As I’ve argued in the past, economists often pretend to test their theories by identifying an outcome their model predicts, and analyzing a real-world dataset to see if the outcome occurs. If it does, they crow about how the result “is consistent with” their theoretical musings. Of course, they use the latest and greatest econometric techniques, scrupulously avoiding Type I error (false positives) in that aspect of their work. This way they can claim that there is absolutely no chance the result they found was due to unobserved endogeneity, an inappropriate parametric assumption or some other glitch.
Fine: but nothing in this approach addresses the far larger problem of how likely it is that this result could occur even if the theory is wrong. That’s the real issue for Type I error minimization. While there is no formal test for this problem, there is a procedure which can address it and even turn it to some advantage.
A researcher has a theory, call it X1, that can be expressed as a model of how some portion of the world works. Among other things, this theory predicts an outcome Y1 under a specified set of circumstances. There is a dataset that enables you to ascertain that these circumstances apply and to identify whether or not Y1 has arisen. How should this test be interpreted?
My proposal is simply this: the researcher should be expected to consider how many other plausible theories, X2, X3 and so on, also predict Y1. This should take the form of a section in the writeup: “How Unique Is this Prediction?” or something like that. If X1 is the only plausible theory that predicts, or better permits, Y1—if Y1 is inconsistent with all X except X1—the empirical test is critical: it decisively scrutinizes whether X1 is correct. If, however, there are other X’s that also yield Y1, the test is much weaker. It will accurately determine if X1 is false only if all the other X’s are false as well.
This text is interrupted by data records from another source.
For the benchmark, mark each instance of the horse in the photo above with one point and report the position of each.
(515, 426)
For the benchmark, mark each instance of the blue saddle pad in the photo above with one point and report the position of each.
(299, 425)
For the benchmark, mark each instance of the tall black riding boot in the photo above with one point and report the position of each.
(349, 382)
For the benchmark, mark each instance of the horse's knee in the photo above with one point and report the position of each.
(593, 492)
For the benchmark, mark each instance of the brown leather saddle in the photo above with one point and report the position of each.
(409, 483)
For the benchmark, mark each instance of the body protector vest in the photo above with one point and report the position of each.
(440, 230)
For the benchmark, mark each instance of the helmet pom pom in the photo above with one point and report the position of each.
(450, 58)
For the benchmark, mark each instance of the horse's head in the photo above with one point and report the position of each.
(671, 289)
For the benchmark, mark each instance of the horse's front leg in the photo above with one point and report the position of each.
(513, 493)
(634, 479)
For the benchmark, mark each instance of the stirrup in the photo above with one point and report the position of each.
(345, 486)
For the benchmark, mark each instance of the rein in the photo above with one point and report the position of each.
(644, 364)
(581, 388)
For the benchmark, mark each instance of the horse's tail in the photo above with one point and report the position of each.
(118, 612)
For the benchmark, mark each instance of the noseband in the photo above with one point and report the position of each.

The first point, then, is that this additional part of the writeup will indicate to the reader how much weight to place on the demonstration that X1 has passed the Y1 test.
The second point is perhaps even more valuable. By giving some thought to the alternative theories that also explain Y1, the researcher may notice other predictions that enable her to discriminate between them. It may be that X2 predicts Y1, but only X1 predicts both Y1 and Y2. This moves the test closer to criticality, depending on how many other X’s there are in the game. Getting into the habit of testing theories not in a vacuum, but in relation to other, competing theories would be a huge advance. As a further bonus, it would push researchers in the direction of expanding their knowledge of competing theoretical traditions.
I’m going to begin making this suggestion in all theory-plus-empirical-test articles I review from now on.